Translating through PCM is what gives DVSwitch its superpower: because every mode reduces to the same plain audio, anything can bridge to anything — DMR to P25, NXDN to AllStar, Fusion to EchoLink, in any combination. The cost is vocoders. Every digital leg of the chain needs codec horsepower (a hardware channel or a software emulator) to get into and out of PCM, so a busy multi-mode bridge can consume a fair number of vocoder channels. It's the same trade-off the transcoding reflectors face, just expressed as a pipeline instead of a server.

The three audio "languages" it handles

Audio type Codec Modes that use it
AMBE AMBE+2 (ambe3600x2450) DMR, NXDN, Fusion (narrow / DN)
IMBE IMBE (imbe7200x4400) P25, Fusion (wide / VW)
DSAMBE AMBE (ambe3600x2400) D-STAR (its own, older variant)

Analog_Bridge knows how to decode and re-encode each of these to and from PCM, which is exactly why DVSwitch can bridge across them — and why D-STAR, with its odd-one-out codec, still insists on hardware.

Where DVSwitch fits among the other tools

DVSwitch isn't a replacement for the reflector and gateway software you've met elsewhere on this site — it's the connective tissue between them. MMDVMHost runs your hotspot; HBlink3 builds a DMR network; the DMR Gateway lets one hotspot reach several DMR networks. DVSwitch is what you reach for when you need to carry audio across modes — to glue the digital world to AllStarLink, or to weld two different digital modes together that have no native way to talk.

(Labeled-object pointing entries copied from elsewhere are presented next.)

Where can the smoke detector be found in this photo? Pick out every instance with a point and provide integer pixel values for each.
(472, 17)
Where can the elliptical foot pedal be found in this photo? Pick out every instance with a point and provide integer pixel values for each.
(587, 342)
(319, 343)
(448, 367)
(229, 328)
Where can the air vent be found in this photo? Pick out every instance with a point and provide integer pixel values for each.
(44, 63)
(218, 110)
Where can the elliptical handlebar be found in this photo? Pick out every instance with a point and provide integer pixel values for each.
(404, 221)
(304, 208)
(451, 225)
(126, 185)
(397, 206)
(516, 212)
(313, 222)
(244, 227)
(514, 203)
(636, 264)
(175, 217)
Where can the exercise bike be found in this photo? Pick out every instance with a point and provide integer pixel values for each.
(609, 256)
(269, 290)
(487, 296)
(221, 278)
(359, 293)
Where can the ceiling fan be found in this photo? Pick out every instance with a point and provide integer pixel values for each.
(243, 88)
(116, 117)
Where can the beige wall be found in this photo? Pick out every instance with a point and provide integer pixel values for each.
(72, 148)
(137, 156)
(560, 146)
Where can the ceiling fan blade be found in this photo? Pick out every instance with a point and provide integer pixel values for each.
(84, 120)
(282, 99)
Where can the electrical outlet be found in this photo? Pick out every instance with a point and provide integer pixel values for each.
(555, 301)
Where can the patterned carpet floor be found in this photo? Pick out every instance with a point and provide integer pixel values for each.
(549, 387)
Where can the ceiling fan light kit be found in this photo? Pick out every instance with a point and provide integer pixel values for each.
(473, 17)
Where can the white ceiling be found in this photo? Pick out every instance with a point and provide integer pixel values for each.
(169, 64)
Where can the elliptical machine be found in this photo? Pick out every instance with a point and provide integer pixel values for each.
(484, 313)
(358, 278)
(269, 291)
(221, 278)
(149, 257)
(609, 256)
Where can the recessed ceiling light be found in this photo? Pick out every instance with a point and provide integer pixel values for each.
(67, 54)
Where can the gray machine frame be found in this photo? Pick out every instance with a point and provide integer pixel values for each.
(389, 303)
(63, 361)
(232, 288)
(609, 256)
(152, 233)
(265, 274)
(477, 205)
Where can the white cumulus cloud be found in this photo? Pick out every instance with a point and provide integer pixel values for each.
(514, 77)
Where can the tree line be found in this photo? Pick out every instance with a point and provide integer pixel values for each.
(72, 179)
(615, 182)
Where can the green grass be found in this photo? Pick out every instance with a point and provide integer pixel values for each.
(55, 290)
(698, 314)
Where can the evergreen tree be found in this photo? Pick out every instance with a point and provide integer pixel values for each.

A worked example from this site

The N6JET 6-Link — the cross-mode fanout that ties all the digital voice modes together — is built on exactly this architecture: MMDVM_Bridge instances reaching each network, Analog_Bridge instances meeting at PCM over USRP, and AMBE hardware (served by AMBEserver) doing the transcoding. Seen through the pipeline lens, a daunting multi-mode bridge is just the same two-widget pattern repeated and fanned out.

The bottom line

DVSwitch is a set of small, single-purpose tools you chain together: MMDVM_Bridge talks to the digital networks, Analog_Bridge converts between compressed voice and plain PCM, a vocoder (AMBEserver hardware or md380-emu software) does the codec work, and USRP carries the plain audio to AllStar or to another bridge. Everything meets in the middle as PCM, which is why it can connect anything to anything — and why every digital leg pays for a vocoder. Think pipeline, one transform at a time, and the whole thing comes into focus.